Julian Edelman (69-yard punt return, 2-yard pass from Brady) and Gronkowski (passes of 4 and 24 yards from Brady) each scored a pair of touchdowns for New England. The Pats also got interception returns for TDs of 59 yards from Talib -- more than making up for his miscues on the second drive -- and 87 yards from Alonzo Dennard; scoring runs of three yards by Stevan Ridley and four yards by Shane Vereen, and a 31-yard field goal by Stephen Gostkowski . . . who also tied the franchise record for extra points in a game, with eight.
The 59 points tied the franchise record for most points in a game, set in a 59-0 win over Tennessee in 2009.
"That was awesome," said Brady. "That was a team win. We got contributions from all three units."

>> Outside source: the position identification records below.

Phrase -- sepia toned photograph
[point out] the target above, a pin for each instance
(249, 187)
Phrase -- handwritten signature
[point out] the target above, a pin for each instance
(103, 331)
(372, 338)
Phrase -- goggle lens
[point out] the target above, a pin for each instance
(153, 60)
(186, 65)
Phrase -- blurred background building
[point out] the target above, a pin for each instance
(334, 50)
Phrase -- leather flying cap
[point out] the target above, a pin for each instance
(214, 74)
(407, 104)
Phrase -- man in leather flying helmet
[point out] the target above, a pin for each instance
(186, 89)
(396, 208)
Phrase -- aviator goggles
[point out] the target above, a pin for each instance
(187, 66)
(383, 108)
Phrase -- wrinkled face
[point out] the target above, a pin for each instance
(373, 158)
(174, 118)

There wasn't much of a contribution on the defensive side of the ball at the beginning. Luck shredded the Pats defense the first two times he had the ball, with a one-yard scoring run by Delone Carter capping a game-opening 80-yard drive, and a 14-yard TD pass from Luck to T.Y. Hilton finishing off an 84-yard march that made the score 14-7.

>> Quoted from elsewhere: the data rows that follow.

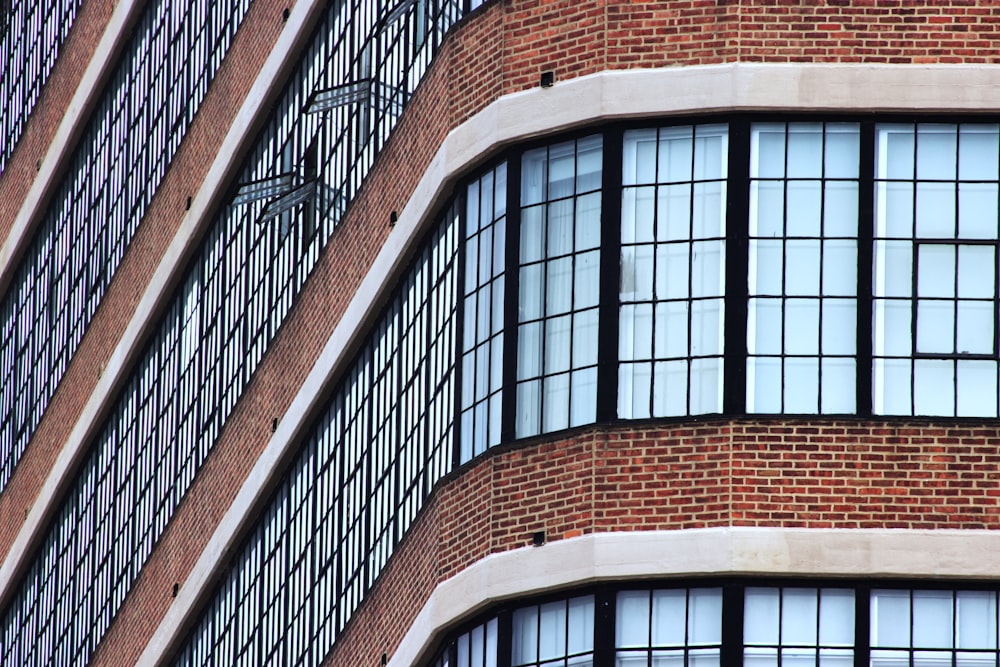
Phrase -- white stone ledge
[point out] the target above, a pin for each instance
(588, 100)
(796, 552)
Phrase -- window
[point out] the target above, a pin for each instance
(559, 284)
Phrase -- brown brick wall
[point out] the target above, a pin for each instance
(720, 474)
(782, 473)
(74, 56)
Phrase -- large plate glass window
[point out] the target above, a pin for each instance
(802, 273)
(672, 282)
(935, 272)
(559, 285)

And Bill Belichick was impressed.
"There were five or six times in the game where I thought we were draped all over him; it didn't seem like there was much space at all to get the ball in, and he got it in and they caught it," said the Patriots coach. "They made some good throws and tough catches in there where I thought we had them covered pretty well, but they were still able to execute it."

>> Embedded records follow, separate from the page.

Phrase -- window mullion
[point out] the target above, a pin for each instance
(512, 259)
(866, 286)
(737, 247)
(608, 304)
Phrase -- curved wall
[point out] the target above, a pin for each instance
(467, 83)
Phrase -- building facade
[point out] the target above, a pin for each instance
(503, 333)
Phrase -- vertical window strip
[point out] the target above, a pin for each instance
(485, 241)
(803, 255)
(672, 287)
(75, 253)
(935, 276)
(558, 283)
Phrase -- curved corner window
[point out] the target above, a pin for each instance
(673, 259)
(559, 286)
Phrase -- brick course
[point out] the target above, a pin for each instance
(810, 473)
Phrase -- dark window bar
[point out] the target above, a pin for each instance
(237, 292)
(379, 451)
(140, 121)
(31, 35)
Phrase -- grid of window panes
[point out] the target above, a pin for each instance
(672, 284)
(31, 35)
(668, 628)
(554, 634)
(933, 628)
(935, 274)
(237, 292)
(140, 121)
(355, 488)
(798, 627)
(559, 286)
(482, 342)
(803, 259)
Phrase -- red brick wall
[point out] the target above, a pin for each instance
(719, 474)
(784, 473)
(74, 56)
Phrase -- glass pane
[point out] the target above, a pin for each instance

The game turned quickly, however. The first time the Pats forced Luck and the Colts to punt, Julian Edelman returned it 68 yards for a touchdown, tying the score in the second quarter.
"Julian's been dying to get out there and make plays and he certainly did today," said Brady, referring to the three games Edelman missed because of a broken hand. "And we needed it."
Then it was Talib, who picked off Luck on the second play of the next drive and returned it 59 yards for the touchdown that put New England ahead to stay.
"He's a great cornerback, that's why they traded for him," said Hilton. "He was able to do some things tonight."
Adam Vinatieri (47 yards) and Gostkowski traded field goals later in the quarter, making it 24-17, but Luck's inexperience showed on the last drive of the half. Taking possession at his own 10 with slightly less than two minutes to play, he was able to move the ball downfield (passes of 19 yards to Donnie Avery and 16 yards to Dwayne Allen) and eventually got the Colts into New England territory. But the Colts didn't use their timeouts wisely and took too much time between plays, and in the end had to settle for a 58-yard FG attempt by Vinatieri. It was out of his range, and the half ended with the Patriots maintaining their seven-point lead.
And then they blew it open in the second half. Edelman's second touchdown put them in front 31-17; Gronkowski's second, after the Ninkovich strip sack and fumble recovery, made it 38-17; Dennard's 87-yard interception return on the first play of the fourth quarter gave them a 45-17 lead. After Luck threw a 43-yard scoring pass to Hilton, the Pats added the Ridley and Vereen touchdown runs for the 59-24 final.
One of the keys was their ability to put pressure on Luck, which, in turn, helped the secondary by reducing the amount of time it had to cover.
"That was the point of emphasis, get pressure on Luck," said safety Steve Gregory. "Because if you just let him stand there and throw the ball, he can pick you apart. So we wanted to focus in on getting pressure on the guy, and the guys up front did a great job of it."
The pressure forced the mistakes -- the rookie mistakes -- and the Pats capitalized for their fourth win a row. They're now 7-3, in solid possession of first place in the AFC East, and in position to maneuver their way to another first-round playoff bye if Houston or Baltimore falters in the final six weeks.
That's thinking a little too far ahead for Brady's taste.
"I think we're trying to make improvements," he said. "I don't think we're anywhere where we need to be at this point."
But where they are was more than good enough Sunday.